A bit of digression into jargon arcana: "retcon" is short for retroactive continuity. Historically, the term first referred to the addition of backstory. E.g., Marvel's The Truth reveals previously-unknown details about what was going on before Captain America's origin. It's pretty dumb, but it doesn't actually change anything we already knew.

The term's second, dominant meaning is the changing of backstory. E.g., due to fallout from John Byrne's Superman revamp, the Legion of Super-Heroes continuity underwelt a variety of retcons, such as the change that Supergirl was not and had never been a member and any story that showed her as a member didn't happen that way.

As a consumer of someone else's continuity, I am generally indifferent to retcons of the first kind and I almost always hate retcons of the second kind.

However, in a game, it's a different question. There, no one is a consumer of continuity but a participant in creating it. Changing what happened can make a GM's job a lot easier under a lot of circumstances and it's easier for the change to be acceptable.

IME, retcons of the second kind in gaming are either very short timescale--"Oops, I forgot something, let's run the clock back a minute and here's what happened"--or transparent and behind the scenes. In the latter, the GM is rejiggering the backstory or plot for a better setup and response to what the characters are doing. In most cases, the parts of the backstory and plot that are being changed haven't been reveealed yet. Assuming the GM doesn't actually contradict himself, and because the only reason he's changing it is to make it better, retcons are a pretty useful tool.

Retcons of the first kind happen all the time in games, as the GM develops previously-undeveloped parts of the game world. One of the most successful retcons of the first kind I've dealt with was in the Champions campaign I ran with the Voyagers, when in response to Ginger's character's question, I developed a whole additional thread to the campaign history about a hidden generation of supers taking part in a cold war of superspy v. superspy. Retcons of the first kind conserve GM resources--the GM develops only what he needs when he needs it and leaves the rest to be filled in--and they incorporate player feedback--the GM develops what the players are interested in and bases it on their suggestions.

Ginger calls dealing with players' missing a session "retcons" as well, but I think that's stretching the term beyond its useful range.
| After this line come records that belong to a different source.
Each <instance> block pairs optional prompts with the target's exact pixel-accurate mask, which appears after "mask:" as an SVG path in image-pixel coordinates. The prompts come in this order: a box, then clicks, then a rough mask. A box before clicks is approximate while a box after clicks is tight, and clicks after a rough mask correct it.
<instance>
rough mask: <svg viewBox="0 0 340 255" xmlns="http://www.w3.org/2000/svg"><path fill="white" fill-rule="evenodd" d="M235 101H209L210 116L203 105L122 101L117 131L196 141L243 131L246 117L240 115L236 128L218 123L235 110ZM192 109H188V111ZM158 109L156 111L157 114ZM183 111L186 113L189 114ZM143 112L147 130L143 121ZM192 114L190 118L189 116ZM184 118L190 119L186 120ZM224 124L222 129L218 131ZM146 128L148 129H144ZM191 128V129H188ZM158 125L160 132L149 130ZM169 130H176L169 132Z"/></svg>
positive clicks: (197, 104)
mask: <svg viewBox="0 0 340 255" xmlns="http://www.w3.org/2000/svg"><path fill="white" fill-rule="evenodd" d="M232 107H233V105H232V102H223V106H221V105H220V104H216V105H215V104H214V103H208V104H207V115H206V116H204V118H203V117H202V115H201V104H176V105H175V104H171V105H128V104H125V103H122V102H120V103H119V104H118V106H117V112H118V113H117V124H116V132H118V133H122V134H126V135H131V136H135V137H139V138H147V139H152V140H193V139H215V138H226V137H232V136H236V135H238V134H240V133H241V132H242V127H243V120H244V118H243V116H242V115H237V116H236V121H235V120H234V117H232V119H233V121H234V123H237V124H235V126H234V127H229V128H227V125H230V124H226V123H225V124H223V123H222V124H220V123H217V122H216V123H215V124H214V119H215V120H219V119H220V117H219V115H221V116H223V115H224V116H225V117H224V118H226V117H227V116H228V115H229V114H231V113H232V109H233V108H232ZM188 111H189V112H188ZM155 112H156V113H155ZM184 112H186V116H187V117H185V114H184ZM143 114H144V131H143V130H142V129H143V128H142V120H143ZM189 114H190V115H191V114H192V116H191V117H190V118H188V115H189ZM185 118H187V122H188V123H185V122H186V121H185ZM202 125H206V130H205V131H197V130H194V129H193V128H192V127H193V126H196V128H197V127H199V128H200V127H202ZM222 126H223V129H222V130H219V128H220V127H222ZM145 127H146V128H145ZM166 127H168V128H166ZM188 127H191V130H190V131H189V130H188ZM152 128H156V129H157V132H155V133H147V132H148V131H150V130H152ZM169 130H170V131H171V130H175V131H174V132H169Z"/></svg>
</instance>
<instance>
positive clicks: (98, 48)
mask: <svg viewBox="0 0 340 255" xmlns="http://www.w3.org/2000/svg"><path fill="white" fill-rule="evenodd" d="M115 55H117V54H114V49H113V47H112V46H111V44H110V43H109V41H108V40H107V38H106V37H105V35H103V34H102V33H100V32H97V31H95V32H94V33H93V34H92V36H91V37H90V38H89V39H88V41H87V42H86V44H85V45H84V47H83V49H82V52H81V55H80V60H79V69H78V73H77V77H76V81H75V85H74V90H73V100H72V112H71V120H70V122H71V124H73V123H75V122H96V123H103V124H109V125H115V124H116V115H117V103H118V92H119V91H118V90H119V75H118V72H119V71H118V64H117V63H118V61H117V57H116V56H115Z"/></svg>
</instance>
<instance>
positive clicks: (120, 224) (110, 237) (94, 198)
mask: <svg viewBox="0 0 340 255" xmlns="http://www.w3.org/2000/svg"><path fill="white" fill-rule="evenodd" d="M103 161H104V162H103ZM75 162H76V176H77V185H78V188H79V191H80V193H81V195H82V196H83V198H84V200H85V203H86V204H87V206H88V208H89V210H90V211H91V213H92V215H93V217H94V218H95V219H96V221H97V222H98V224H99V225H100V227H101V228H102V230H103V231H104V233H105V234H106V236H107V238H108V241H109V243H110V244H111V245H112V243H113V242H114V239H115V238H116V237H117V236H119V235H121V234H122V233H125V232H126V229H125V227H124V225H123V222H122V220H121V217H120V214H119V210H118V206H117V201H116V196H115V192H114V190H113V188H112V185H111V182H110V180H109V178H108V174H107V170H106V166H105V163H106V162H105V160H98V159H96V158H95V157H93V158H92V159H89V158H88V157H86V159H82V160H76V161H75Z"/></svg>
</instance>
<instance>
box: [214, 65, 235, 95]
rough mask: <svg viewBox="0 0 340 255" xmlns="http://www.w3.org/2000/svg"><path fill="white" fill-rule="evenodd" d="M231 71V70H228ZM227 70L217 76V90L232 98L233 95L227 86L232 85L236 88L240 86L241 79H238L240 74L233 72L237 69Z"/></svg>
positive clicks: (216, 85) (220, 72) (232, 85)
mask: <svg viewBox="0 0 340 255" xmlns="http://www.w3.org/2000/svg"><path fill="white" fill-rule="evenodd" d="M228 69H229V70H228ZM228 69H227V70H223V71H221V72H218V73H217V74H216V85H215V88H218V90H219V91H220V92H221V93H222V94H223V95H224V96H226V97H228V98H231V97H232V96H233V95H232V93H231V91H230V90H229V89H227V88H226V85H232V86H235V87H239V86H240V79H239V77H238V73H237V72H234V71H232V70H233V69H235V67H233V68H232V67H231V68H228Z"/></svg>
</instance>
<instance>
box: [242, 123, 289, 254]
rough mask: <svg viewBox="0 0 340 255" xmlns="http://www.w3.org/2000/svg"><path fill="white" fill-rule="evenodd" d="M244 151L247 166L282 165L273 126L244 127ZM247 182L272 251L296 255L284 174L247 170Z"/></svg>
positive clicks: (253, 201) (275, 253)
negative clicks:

Now, dealing with players' missing a session is an important part of GMing, but my usual approach is to "virtualize" a character. The missing player's character accompanies the party on their travels from where they were at the end of last session to where they are at the beginning of the next session, but she's not accessible to them. She doesn't take part in fights, she can't cast spells, she doesn't have to make the Balance check or fall into the chasm; she's not there. This is obviously not part of the game, and so adjustments necessary to accomodate characters shifting in and out of virtuality aren't dealt with in game terms, so I don't think of them as retcons.

Posted by Greg at December 10, 2002 12:00 AM

Comments
#1 ::: Arref ::: December 10, 2002 11:57 AM ::: link

that's right on the money, including good examples... the term 'retcon' shouldn't be used as a catch-all for errors.